Jean McConville murder: Decision on Ivor Bell case expected next week
A decision on whether a veteran republican should stand trial for involvement in the murder of a mother-of-10 could be made next week, a court has heard.
Ivor Bell is charged with aiding and abetting the kidnap, killing and secret burial of Jean McConville in 1972.
The 79-year-old, from Ramoan Gardens in west Belfast, is further charged with membership of the IRA.
The IRA kidnapped 37-year-old Mrs McConville in front of her children.
She was wrongly accused of being an informer.
At Belfast Magistrates Court on Wednesday, the judge said she would consider whether the evidence, heard during a two-day preliminary enquiry, was strong enough to return the accused for trial.
She said she would try to get a decision through by July 7.
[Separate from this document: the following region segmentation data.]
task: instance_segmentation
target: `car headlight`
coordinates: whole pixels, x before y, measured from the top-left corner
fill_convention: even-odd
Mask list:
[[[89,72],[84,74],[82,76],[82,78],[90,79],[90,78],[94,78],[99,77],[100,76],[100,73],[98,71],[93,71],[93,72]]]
Mrs McConville, a widow, was dragged from her home in the Divis flats by an IRA gang of up to 12 men and women after being accused of passing information to the British Army in Belfast - an allegation dismissed by the Northern Ireland Police Ombudsman.
She was shot in the back of the head and buried 50 miles from her home.
The IRA did not admit her murder until 1999, when information was passed to police in the Republic of Ireland.
In August 2003, her remains were found on Shelling Hill beach, Co Louth, by a member of the public.
Nobody has been convicted for her murder, one of the most notorious of the Troubles.
Part of the Crown's case against Mr Bell is based on a tape of interviews police secured from an oral history archive collated by Boston College.
It is alleged one of the interviews was given by Mr Bell - a claim the defendant denies.
The case was adjourned for mention on 5 July.